I also talked with Robin Blaser quite a bit about one of his poetry collections. We’d been discussing the poems for a few weeks, and one night he phoned quite late, and quite elated, to tell me he’d just figured out what the title would be: Pell Mell. Robin is an extraordinary person. I’m still amazed by my luck in having known him for so long. He was my first poetry teacher, at SFU in 1966. Poetry I’d written and read on my own for many years, but it was Robin who showed me that poems were essentially a sort of counter-intelligence, and that I could rely on myself and my experience as a young woman from the working poor and from Prince George, to provide me with all I needed as a young poet.
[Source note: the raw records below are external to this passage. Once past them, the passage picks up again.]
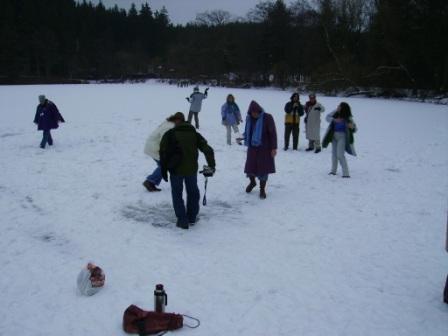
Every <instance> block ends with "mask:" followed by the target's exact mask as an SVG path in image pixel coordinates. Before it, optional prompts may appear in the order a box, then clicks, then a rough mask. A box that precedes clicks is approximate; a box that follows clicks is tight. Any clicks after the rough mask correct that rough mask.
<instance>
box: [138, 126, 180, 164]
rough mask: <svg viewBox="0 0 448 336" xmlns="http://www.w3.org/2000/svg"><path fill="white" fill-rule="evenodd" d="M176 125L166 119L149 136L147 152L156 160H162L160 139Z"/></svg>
mask: <svg viewBox="0 0 448 336" xmlns="http://www.w3.org/2000/svg"><path fill="white" fill-rule="evenodd" d="M173 127H174V123H173V122H171V121H167V120H165V121H164V122H163V123H161V124H160V125H159V127H157V128H156V129H155V130H154V131H153V132H152V133H151V134H150V135H149V137H148V139H147V140H146V144H145V150H144V152H145V154H146V155H149V156H150V157H152V158H153V159H154V160H156V161H160V154H159V151H160V141H162V137H163V135H164V134H165V133H166V132H167V131H169V130H170V129H172V128H173Z"/></svg>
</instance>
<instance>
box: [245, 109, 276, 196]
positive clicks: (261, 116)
mask: <svg viewBox="0 0 448 336" xmlns="http://www.w3.org/2000/svg"><path fill="white" fill-rule="evenodd" d="M244 144H245V145H246V146H247V158H246V166H245V168H244V172H245V173H246V175H247V177H248V178H249V180H250V182H249V185H248V186H247V187H246V192H247V193H250V192H251V191H252V190H253V189H254V188H255V186H256V185H257V182H256V178H258V180H259V181H260V198H261V199H265V198H266V183H267V181H268V176H269V174H273V173H275V160H274V158H275V156H276V155H277V131H276V129H275V122H274V118H273V117H272V115H270V114H268V113H266V112H265V111H264V110H263V108H262V107H261V106H260V105H259V104H258V103H257V102H256V101H252V102H251V103H250V105H249V109H248V111H247V117H246V128H245V132H244Z"/></svg>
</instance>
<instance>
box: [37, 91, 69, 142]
mask: <svg viewBox="0 0 448 336" xmlns="http://www.w3.org/2000/svg"><path fill="white" fill-rule="evenodd" d="M59 122H65V120H64V118H63V117H62V115H61V113H59V110H58V108H57V107H56V105H55V104H54V103H53V102H51V101H49V100H48V99H47V98H46V97H45V96H44V95H40V96H39V105H37V109H36V114H35V116H34V123H35V124H36V125H37V130H38V131H42V133H43V135H42V141H41V143H40V148H45V145H46V144H47V143H48V145H50V146H53V138H52V136H51V132H50V131H51V130H52V129H56V128H58V127H59Z"/></svg>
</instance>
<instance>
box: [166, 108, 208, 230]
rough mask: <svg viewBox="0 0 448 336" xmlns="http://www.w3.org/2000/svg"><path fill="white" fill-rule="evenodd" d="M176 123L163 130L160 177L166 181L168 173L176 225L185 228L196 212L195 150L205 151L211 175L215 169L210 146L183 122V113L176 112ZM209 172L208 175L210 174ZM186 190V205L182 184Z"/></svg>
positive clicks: (195, 157)
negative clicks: (210, 172)
mask: <svg viewBox="0 0 448 336" xmlns="http://www.w3.org/2000/svg"><path fill="white" fill-rule="evenodd" d="M174 123H175V124H176V126H175V127H174V128H172V129H170V130H169V131H168V132H166V133H165V134H164V135H163V137H162V141H161V142H160V165H161V167H162V177H163V179H164V180H165V181H168V172H169V173H170V182H171V195H172V199H173V207H174V212H175V214H176V217H177V224H176V226H177V227H180V228H182V229H188V228H189V225H194V224H195V223H196V217H197V215H198V213H199V198H200V194H199V188H198V181H197V175H198V156H199V153H198V150H200V151H201V152H202V153H204V155H205V159H206V160H207V164H208V166H209V167H204V169H205V168H207V170H209V171H211V175H213V173H214V171H215V155H214V152H213V149H212V148H211V147H210V146H209V145H208V144H207V141H206V140H205V139H204V138H203V137H202V135H200V134H199V133H198V132H197V131H196V130H195V128H194V127H193V126H192V125H191V124H189V123H187V122H185V117H184V115H183V113H181V112H177V113H176V114H175V120H174ZM211 175H208V176H211ZM184 184H185V187H186V190H187V207H186V208H185V203H184V200H183V198H182V194H183V187H184Z"/></svg>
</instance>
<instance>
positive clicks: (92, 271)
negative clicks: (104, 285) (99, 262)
mask: <svg viewBox="0 0 448 336" xmlns="http://www.w3.org/2000/svg"><path fill="white" fill-rule="evenodd" d="M105 281H106V276H105V274H104V272H103V270H102V269H101V268H100V267H98V266H96V265H95V264H93V263H88V264H87V266H86V267H85V268H83V269H82V270H81V272H80V273H79V275H78V278H77V280H76V283H77V285H78V291H79V293H80V294H82V295H86V296H92V295H94V294H96V293H98V292H99V291H100V290H101V288H103V287H104V282H105Z"/></svg>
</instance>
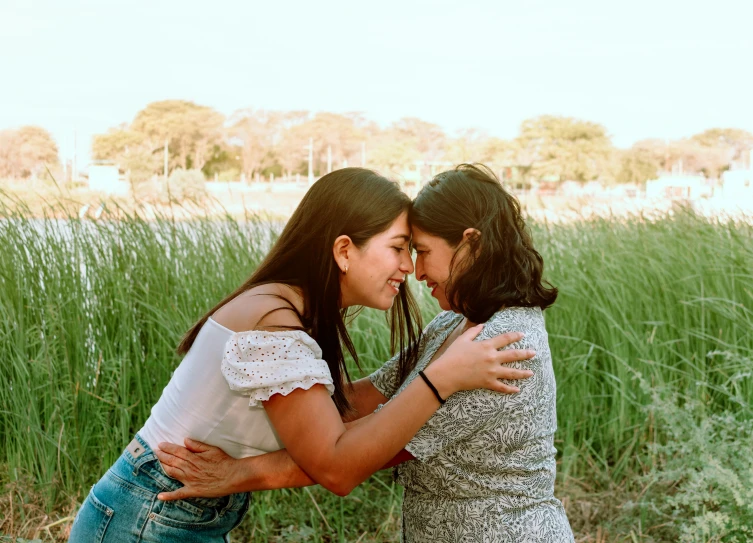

Robin talked about growing up in the middle of practically nowhere in Idaho and how he went to San Francisco and Harvard, and there he was, in all that elegance and brilliance. I’d stopped writing for six years, partly because I was so intimidated, and because I had introjected so much misogyny through the gay-or-straight masculinist poetry I’d been reading and studying. It took a while to sort that out. It wasn’t until I discovered Phyllis Webb’s work that I felt a connection with a Canadian woman poet who was writing out of an interesting and complex aesthetic. I did eventually start reading Lowther and McEwen and Avison and Page—who were separate from the Tish writers whose work I was already familiar with. But Robert Creeley remains my touchstone, as far as poetry goes. I also read Louise Gluck with great interest. That’s the thing: there are dozens of poets whose work I deeply admire, but I return to the few who help me write when I need a bit of a push, and they include everybody from Duncan McNaughton to W.C. Williams to Elizabeth Bishop.

One early spring morning in Kitsilano in about 1968 when Brian (my then husband) and I had just gotten up, there was a knock at the apartment door, and there was Robin, with a huge bouquet of branches of cherry blossoms. I still have the glass vase he gave us one Christmas, and I think of him every time I fill it with branches of spring blossoms. Robin is my son Jesse’s godfather. He’s been a significant influence in my life and my writing. He encourages beauty, and the laughter and the vitality of truth, as the best poetry also does.